Clark's brow furrowed at Madison's rebuke and the glare she graced him with, but he said nothing. She was going to be that kind of partner -- fine. He'd seen it before. Female detectives that overreacted to perceived denigrating behavior to overcompensate for their position in a male-dominated field. Instead, he stood back up while she inspected the body, looking down on her as she did. He expected her to take her time, be thorough, and then wow him with her analysis, prove to him that she was just as good at this job as he was. When she joined up in his upright position just barely ten seconds later, however, Clark narrowed his eyes.

"I know her," she said.

Small town. Of course she did. His eyes widened and he rubbed his beard again. Was he going to have to call a grief counselor? A second or two of meeting her gaze told him otherwise. There was recognition and something else, but not shock or loss. They weren't close. Clark looked down at the body again and exhaled slowly through his nose. Then he glanced up at officer Greene and motioned for him to step closer. Having overheard the conversation so far and sensing what he would be needed for, Greene grabbed his pen and pocketbook, eyes darting between Clark and Madison.

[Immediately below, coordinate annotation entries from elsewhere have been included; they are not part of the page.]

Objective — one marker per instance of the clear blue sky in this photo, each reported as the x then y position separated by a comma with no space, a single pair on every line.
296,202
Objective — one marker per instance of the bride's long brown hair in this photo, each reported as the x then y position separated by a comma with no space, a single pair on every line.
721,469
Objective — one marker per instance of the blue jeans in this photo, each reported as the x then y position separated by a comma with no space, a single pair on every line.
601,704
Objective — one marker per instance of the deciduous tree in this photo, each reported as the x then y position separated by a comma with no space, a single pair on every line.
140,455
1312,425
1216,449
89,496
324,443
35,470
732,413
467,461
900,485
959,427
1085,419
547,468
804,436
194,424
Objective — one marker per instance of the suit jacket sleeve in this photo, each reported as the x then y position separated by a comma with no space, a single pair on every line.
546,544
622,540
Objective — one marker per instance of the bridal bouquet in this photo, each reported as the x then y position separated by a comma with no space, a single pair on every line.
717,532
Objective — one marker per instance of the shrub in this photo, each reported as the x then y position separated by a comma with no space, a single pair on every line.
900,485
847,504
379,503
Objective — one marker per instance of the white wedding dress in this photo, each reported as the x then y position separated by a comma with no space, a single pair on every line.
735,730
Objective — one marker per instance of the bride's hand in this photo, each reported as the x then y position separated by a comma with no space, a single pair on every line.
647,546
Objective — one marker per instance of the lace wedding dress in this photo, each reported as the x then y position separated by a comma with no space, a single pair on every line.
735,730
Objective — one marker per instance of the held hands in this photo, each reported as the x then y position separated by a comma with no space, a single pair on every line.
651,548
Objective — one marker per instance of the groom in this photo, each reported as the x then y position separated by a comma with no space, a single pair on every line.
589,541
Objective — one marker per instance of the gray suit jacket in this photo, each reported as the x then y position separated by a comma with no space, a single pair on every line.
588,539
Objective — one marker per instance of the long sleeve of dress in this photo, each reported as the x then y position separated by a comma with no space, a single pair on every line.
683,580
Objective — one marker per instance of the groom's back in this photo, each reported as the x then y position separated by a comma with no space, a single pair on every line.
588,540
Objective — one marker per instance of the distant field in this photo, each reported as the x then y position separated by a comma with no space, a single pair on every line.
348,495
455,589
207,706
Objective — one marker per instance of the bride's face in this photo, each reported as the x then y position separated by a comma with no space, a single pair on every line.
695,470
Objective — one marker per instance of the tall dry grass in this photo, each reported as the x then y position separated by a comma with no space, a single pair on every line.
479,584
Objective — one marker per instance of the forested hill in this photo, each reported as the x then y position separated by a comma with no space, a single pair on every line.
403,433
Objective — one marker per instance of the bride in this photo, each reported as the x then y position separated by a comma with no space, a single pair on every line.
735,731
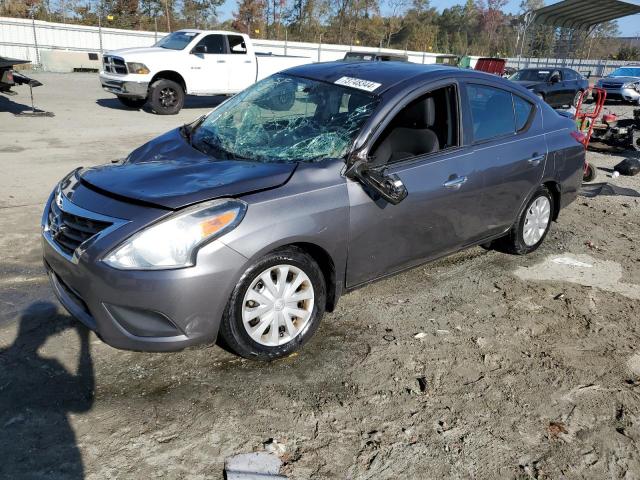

"Who is she? How do you know her?" the older detective asked. His voice had softened a little and he watched her closely, though not unkindly.
 
"Mm..." She hummed, shifting from one foot to the other as she truly considered it. Lotta people could have the same stupid tattoo, right? It looked the same, sure, to her memory. And how many shitty, cheap beers and gutted joint remnants had she consumed in the time before she'd chosen a direction for her life. One that didn't careen steeply downward shortly after it was supposed to take off. Things had always taken off for Megan Landry. Until they hadn't.

Now look at her, she thought. If that is you.

"Could be Megan Landry. Local, but she got out. Married an accountant out of Topeka. City guy, good looking. I met him once at a fundraiser we had for the, uh..."

She hissed a curse at herself as memory once again fumbled. "Shit..."

"The- the cancer thing." Greene offered. "At the elk's club. I remember, he gave a speech."

She probably should've smiled. Or patted him on the shoulder, maybe. Hell, anything would've been better than the half turn and accusatory stare she ended up throwing his way. She hadn't meant to, he'd just plucked the words from so deep within her own mind that she couldn't help but scoff. At her own inability more than anything.

Not that Greene could tell.

"Yeah. The cancer thing." She admitted finally, turning to look down upon Maybe-Megan's corpse. "Looks like maybe we can pull dental. Fingertips are worn down. Maybe sandpaper?" She hummed again, clenching one cheek as she imagined the methodology involved with that. The commitment.

Jesus...

Madison shook it off, snorting and turning back to Clark. "Guess we should talk to the property owner. See what he knows."